Prof Kasprzyk-Hordern says: ““We hope that monitoring of selected biomarkers over long periods will speed up the evaluation of public health status, prediction of future crises, and development of mitigation strategies for rapid- or slow-onset hazards, even before they manifest characteristic end points, such as death in the case of pandemics.”

By engineering new integrated sensors for on-site monitoring and building a big data approach to modelling markers within the urban water system in Stellenbosch, the team hopes that urban water profiling can provide real-time responses when certain biomarkers are detected and reduce the burden on public health worldwide.

Urban water fingerprinting

Developed from a Europe-wide study that used wastewater sampling to determine levels of illicit drug use in cities, Urban Water 

Fingerprinting (or UWF) is a recent concept in water science.

Anyone working in the water industry will know that urban water is complex and ever-changing.

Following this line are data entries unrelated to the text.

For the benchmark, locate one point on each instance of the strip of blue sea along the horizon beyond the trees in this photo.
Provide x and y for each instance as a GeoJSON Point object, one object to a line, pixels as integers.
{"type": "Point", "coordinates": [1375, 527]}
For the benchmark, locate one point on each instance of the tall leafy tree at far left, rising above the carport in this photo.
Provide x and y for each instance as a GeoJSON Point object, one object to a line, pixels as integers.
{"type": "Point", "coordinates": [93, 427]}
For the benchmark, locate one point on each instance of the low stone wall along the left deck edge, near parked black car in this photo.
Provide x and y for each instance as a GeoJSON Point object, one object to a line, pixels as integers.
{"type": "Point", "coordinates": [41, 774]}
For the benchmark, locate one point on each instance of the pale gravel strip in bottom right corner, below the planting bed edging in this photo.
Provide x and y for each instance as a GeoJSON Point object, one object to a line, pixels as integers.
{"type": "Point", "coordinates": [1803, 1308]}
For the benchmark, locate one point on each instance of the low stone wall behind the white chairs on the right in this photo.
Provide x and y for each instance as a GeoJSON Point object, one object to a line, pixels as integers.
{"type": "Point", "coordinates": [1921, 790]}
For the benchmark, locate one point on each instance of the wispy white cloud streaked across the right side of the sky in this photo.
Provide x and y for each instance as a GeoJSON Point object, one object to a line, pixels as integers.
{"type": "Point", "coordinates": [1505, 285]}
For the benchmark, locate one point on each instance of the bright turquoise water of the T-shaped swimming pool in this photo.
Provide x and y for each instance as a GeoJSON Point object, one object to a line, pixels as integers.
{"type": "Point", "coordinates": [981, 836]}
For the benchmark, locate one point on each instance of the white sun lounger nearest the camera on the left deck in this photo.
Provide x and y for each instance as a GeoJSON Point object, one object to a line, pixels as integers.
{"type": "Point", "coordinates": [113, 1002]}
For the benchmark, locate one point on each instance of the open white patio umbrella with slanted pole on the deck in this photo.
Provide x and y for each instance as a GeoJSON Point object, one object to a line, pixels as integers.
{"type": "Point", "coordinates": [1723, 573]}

A mixture of substances, it includes a wide range of human excretion products, all of which have different levels of exposure to stressors (e.g. toxicants and infectious agents) and physiological processes (e.g. specific disease-linked proteins, genes and metabolites). The quantitative measurement of these residues continuously pooled by sewerage systems can provide evidence of the quantity and type of chemical, biological or physical stressors to which the population is exposed and can profile the effects of this exposure, anonymously, at low cost and in real time.

Results of UWF studies so far are very promising and therefore it is anticipated that use of the technique will become more widespread. UWF capable of collating and analysing long term datasets has the potential to unravel complexities behind key 21st century public health issues focused on non-communicable and communicable disease epidemics which are rapidly spreading globally.

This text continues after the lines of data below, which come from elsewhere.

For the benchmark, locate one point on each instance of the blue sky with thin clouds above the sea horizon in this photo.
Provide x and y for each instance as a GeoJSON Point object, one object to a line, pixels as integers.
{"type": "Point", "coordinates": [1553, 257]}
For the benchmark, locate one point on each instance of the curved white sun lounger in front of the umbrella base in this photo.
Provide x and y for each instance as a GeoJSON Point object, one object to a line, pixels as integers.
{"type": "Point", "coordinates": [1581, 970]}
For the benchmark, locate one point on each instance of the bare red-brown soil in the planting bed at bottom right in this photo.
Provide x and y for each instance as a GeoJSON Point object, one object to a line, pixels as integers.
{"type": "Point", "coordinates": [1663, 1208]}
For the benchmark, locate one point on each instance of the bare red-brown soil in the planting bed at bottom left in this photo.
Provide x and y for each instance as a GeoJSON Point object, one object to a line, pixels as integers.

For example, only one daily urban water sample is needed to evaluate more than 300 biomarkers that can determine the state of community-wide health for a community of 100 thousand people, served by one wastewater treatment works – or in lower- and middle-income countries, disposing directly to the local river or open sewer.

If undertaken every day for a year, changes in public exposure over time, as well as infectious disease spread and the appearance of new pathogenic strains, could be surveyed for the whole community at a relatively low cost. As yet, such a tool does not exist. However, Kasprzyk-Hordern says that if developed, it would have the potential to vastly improve health outcomes, provide quality-of-life benefits and reduce cost of healthcare globally. “Most importantly it could benefit all community members, irrespective of their socioeconomic status,” she adds.

Further work is critically needed to develop a system that is recognised internationally to influence regulatory and political decisions both of localised importance (e.g. air pollution in urban areas or infectious disease spread in low resource settings) and at an international scale (e.g. antimicrobial resistance). Several aspects – including accurate measurement of population sizes, work into identifying biomarkers and crucially the development of low-cost sensors, require further investigation.